- Active: 1994–present (30–31 years)
- Country: United States
- Agency: Federal Bureau of Investigation
- Part of: Criminal, Cyber, Response, and Services Branch
- Headquarters: J. Edgar Hoover Building Washington, D.C.
- Abbreviation: CIRG

Commanders
- Current commander: Assistant Director Paul H. Haertel

= FBI Critical Incident Response Group =

US FBI special crisis unit

The Critical Incident Response Group (CIRG) is a division of the Criminal, Cyber, Response, and Services Branch of the United States Federal Bureau of Investigation (FBI). CIRG enables the FBI to rapidly respond to, and effectively manage, special crisis incidents in the United States.

==History==
In response to public outcry over the standoffs at Ruby Ridge, Idaho, and of the Branch Davidians in the Waco siege, the FBI formed the CIRG in 1994 to deal with crisis situations more efficiently. The CIRG is designated to formulate strategies, manage hostage or siege situations, and if possible resolve them "without loss of life", as pledged in a 1995 Senate hearing by FBI director Louis Freeh, who assumed the post four-and-a-half months after the Waco Siege.
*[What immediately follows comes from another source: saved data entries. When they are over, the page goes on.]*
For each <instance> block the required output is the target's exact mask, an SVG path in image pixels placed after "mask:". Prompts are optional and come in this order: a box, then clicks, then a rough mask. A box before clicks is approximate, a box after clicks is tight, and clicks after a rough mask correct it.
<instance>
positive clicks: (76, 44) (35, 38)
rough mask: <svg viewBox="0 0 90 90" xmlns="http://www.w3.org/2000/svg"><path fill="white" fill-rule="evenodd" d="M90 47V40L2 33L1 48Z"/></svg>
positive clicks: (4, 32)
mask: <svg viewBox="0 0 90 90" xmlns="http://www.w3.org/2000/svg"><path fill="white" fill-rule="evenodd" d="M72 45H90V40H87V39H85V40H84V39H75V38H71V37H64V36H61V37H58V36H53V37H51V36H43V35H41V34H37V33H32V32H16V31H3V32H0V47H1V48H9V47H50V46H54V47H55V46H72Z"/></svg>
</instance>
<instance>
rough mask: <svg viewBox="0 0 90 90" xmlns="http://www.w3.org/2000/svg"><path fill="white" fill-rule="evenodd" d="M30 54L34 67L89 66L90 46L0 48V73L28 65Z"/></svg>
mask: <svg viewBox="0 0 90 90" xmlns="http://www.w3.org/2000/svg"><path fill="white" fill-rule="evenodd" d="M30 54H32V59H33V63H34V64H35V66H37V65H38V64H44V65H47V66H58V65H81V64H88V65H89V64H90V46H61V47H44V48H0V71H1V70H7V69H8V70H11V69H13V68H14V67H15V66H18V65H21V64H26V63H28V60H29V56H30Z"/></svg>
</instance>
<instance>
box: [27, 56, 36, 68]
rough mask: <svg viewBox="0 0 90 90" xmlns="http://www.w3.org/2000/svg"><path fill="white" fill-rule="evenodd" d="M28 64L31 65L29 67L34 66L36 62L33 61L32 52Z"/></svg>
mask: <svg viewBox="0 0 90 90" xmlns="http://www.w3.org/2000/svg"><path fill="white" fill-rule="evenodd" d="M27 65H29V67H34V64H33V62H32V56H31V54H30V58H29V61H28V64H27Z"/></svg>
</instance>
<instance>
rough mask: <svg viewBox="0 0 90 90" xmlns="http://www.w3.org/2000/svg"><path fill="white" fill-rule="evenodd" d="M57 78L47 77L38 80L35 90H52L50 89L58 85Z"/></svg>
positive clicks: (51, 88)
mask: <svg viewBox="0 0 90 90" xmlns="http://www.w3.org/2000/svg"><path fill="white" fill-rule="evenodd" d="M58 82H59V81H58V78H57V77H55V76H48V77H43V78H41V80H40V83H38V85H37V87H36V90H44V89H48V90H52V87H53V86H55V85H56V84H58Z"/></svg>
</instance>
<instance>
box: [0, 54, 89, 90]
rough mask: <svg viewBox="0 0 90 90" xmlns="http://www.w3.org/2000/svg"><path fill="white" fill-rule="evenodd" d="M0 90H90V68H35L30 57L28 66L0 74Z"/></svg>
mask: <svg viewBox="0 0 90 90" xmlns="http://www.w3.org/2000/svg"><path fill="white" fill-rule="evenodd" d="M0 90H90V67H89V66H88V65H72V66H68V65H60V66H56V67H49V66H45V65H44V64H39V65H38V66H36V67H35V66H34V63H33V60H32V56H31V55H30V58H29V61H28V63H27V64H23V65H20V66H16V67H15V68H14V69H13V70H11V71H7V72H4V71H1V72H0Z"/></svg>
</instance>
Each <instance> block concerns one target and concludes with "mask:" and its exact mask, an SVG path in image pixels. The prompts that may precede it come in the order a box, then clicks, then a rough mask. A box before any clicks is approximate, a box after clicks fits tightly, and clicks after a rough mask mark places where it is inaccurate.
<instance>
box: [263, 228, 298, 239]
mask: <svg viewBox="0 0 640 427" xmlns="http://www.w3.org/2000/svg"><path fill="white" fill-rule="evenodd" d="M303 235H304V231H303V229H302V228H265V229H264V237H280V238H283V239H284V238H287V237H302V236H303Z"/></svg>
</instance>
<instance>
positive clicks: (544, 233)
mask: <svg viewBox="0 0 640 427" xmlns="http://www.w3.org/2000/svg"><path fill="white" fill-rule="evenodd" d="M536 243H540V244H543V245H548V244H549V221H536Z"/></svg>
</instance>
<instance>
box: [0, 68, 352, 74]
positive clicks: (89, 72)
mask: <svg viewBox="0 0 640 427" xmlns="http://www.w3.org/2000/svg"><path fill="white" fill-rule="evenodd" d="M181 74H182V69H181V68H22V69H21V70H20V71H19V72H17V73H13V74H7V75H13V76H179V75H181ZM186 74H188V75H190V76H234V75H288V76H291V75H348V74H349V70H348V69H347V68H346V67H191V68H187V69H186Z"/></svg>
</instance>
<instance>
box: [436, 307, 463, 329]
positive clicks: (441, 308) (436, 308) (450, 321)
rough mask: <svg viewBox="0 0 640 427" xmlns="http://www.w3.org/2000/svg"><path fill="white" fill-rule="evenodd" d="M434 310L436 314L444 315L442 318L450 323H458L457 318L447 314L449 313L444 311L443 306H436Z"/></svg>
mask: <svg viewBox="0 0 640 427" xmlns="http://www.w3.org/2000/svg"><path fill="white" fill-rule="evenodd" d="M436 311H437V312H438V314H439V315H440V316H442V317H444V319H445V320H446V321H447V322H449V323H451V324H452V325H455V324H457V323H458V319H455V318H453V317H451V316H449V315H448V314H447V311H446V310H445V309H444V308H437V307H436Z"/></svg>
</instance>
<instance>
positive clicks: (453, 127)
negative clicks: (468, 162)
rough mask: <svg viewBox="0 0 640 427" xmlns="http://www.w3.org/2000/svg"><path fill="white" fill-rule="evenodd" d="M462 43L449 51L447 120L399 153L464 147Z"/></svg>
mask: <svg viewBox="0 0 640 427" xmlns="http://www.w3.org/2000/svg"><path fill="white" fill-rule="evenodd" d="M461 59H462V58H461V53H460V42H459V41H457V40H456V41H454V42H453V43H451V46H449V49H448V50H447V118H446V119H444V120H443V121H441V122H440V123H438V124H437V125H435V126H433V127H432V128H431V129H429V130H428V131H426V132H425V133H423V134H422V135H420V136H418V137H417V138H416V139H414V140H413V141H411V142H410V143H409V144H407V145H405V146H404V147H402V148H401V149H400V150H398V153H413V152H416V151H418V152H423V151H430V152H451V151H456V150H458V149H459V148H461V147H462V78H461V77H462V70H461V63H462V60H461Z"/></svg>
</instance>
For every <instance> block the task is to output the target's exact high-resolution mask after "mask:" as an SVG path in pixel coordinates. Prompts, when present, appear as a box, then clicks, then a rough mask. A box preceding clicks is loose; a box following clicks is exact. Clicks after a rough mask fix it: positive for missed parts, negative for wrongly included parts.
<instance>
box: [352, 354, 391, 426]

CIRG was intended to integrate tactical and investigative resources and expertise for critical incidents which necessitate an immediate response from law enforcement authorities. CIRG will deploy investigative specialists to respond to terrorist activities, hostage takings, child abductions and other high-risk repetitive violent crimes. Other major incidents include prison riots, bombings, air and train crashes, and natural disasters.

==Organization==
Each of the major areas of CIRG furnishes distinctive operational assistance and training to FBI field offices as well as state, local and international law enforcement agencies.
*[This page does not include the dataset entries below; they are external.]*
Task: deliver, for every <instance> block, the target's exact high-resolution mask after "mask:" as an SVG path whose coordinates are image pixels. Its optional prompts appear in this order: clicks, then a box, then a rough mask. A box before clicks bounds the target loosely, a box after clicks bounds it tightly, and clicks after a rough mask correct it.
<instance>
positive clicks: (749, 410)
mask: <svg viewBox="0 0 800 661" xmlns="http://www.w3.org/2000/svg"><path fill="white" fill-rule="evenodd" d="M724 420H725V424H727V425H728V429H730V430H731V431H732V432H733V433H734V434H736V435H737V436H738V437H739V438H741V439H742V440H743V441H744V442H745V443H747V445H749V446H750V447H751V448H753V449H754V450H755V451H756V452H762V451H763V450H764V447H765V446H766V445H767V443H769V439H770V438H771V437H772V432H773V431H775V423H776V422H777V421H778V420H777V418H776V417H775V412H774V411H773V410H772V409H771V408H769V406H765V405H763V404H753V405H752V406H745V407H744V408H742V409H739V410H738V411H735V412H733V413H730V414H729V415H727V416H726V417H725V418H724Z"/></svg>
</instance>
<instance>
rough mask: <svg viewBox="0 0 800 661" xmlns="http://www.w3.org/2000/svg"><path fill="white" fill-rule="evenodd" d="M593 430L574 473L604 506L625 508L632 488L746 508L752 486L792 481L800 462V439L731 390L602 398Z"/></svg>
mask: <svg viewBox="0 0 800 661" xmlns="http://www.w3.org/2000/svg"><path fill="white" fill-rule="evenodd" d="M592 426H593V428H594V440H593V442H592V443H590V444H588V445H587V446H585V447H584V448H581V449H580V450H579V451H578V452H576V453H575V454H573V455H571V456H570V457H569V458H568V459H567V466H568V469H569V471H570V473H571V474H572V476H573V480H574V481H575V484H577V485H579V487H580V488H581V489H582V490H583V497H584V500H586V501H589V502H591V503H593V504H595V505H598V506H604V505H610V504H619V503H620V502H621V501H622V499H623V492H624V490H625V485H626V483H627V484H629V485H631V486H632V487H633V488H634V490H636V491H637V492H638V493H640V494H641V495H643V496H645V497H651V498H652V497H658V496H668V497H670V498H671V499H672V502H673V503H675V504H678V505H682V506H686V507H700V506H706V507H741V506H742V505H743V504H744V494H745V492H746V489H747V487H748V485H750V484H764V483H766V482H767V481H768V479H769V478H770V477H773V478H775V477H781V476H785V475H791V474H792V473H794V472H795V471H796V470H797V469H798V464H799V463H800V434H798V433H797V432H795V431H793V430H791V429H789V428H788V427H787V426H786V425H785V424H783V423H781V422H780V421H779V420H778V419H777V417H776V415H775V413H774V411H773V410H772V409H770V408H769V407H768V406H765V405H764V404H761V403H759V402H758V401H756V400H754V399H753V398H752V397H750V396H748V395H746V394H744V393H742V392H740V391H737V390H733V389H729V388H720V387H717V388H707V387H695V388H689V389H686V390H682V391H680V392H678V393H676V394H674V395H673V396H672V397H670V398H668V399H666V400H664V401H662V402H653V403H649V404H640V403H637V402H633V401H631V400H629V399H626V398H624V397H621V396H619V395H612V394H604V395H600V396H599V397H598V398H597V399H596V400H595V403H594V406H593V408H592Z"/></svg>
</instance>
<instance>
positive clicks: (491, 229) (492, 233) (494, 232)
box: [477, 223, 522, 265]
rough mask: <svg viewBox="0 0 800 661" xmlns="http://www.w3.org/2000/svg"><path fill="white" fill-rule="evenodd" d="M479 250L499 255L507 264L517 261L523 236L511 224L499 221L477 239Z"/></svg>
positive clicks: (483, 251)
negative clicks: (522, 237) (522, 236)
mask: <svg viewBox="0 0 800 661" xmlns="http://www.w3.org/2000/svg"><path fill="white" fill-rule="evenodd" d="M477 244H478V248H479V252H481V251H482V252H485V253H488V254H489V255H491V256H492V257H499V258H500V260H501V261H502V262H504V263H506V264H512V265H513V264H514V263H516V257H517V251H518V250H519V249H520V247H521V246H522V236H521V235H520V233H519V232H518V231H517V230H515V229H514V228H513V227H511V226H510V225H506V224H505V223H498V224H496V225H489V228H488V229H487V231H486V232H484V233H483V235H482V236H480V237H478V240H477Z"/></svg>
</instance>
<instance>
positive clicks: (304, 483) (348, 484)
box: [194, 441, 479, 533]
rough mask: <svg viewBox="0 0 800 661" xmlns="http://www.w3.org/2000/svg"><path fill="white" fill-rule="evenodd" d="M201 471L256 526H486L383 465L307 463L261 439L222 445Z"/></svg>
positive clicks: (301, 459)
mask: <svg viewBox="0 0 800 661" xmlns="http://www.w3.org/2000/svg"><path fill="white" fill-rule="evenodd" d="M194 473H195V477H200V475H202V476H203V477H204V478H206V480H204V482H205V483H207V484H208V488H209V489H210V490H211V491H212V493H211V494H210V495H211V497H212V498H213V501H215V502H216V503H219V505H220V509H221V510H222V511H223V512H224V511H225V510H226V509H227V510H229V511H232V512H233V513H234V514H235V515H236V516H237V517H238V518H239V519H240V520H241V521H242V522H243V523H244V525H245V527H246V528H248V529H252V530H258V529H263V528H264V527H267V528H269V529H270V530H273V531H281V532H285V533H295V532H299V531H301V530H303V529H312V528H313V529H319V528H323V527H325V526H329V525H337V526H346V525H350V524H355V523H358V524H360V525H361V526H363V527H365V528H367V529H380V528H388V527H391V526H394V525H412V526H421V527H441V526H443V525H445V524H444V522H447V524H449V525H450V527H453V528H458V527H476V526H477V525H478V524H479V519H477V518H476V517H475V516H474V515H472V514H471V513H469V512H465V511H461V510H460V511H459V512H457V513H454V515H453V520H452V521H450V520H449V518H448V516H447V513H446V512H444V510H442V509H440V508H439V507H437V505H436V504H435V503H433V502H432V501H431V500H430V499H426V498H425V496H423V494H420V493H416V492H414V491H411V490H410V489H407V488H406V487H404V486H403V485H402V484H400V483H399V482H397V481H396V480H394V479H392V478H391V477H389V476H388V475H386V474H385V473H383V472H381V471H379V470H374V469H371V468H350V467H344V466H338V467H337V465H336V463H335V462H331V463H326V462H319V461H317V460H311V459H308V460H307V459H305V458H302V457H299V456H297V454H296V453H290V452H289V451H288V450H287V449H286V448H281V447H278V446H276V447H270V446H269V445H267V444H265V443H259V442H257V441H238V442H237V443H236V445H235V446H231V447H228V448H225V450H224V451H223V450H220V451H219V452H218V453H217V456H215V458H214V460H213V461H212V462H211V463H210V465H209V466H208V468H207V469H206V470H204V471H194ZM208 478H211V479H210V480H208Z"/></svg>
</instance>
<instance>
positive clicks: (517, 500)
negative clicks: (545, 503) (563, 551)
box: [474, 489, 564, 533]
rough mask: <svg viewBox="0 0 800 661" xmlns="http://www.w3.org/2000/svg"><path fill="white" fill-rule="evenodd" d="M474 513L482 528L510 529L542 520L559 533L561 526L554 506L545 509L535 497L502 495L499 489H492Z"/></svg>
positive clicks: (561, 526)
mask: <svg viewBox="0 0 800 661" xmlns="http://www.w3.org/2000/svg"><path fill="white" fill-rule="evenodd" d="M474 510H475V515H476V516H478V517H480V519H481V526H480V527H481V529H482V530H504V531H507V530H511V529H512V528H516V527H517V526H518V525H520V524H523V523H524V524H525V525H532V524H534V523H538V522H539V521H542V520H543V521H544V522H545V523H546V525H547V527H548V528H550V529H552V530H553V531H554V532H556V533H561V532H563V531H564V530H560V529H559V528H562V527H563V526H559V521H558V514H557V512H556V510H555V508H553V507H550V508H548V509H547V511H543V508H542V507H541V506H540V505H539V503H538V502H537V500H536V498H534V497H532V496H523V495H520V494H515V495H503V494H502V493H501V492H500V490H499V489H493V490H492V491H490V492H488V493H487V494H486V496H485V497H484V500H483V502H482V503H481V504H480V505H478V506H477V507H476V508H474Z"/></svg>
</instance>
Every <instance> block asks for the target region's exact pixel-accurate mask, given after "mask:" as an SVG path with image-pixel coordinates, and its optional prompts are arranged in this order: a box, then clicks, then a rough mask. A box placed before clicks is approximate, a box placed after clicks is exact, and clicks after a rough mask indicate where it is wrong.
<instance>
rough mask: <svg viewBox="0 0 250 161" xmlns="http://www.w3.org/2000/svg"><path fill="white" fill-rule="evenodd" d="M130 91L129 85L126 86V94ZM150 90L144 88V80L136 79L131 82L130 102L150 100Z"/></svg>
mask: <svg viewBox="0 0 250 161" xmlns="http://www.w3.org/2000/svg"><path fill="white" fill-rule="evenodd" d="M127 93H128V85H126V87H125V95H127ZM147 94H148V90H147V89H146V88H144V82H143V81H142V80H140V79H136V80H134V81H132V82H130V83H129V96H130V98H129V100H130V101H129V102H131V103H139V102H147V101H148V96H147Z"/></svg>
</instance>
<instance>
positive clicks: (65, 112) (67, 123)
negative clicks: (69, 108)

- Surveillance and Aviation Section – Provides aviation and surveillance support for all facets of FBI investigative activities with a priority on protecting the United States from terrorist attack and against foreign intelligence operations and espionage.
  - Aviation Surveillance Branch
    - Aviation Support Unit
    - Special Flight Operations Unit
    - Field Flight Operations Unit
  - Mobile Surveillance Branch
    - Mobile Surveillance Teams-Armed (MST-A)
    - Mobile Surveillance Teams (MST)
- Tactical Section – Provides the FBI with a nationwide, three-tiered tactical resolution capability that upon proper authorization can be activated within four hours of notification to address a full spectrum of terrorist or criminal matters.
  - Operations and Training Unit
  - Hostage Rescue Team
  - SWAT Operations Unit
  - Special Weapons and Tactics Teams
  - Crisis Negotiation Unit
  - Tactical Helicopter Unit
  - Operational Support Unit
- Investigative and Operations Support Section – Prepares for and responds to critical incidents, major investigations, and special events by providing expertise in behavioral and crime analysis, crisis management, and rapid deployment logistics.
  - National Center for the Analysis of Violent Crime
    - Behavioral Analysis Unit
    - Violent Criminal Apprehension Program
  - Crisis Management Unit
  - Rapid Deployment and Logistics
- Strategic Information and Operation Center – Serves as the FBI's 24-hour clearinghouse for strategic information, and as the center for crisis management and special event monitoring.
- Counter-IED Section – Provides training, equipment, and advanced technical support to prevent and effectively respond to terrorist or criminal use of hazardous devices explosives and weapons of mass destruction.
- Critical Incident Intelligence Unit – Provides intelligence to inform operational planning and strategic decision-making.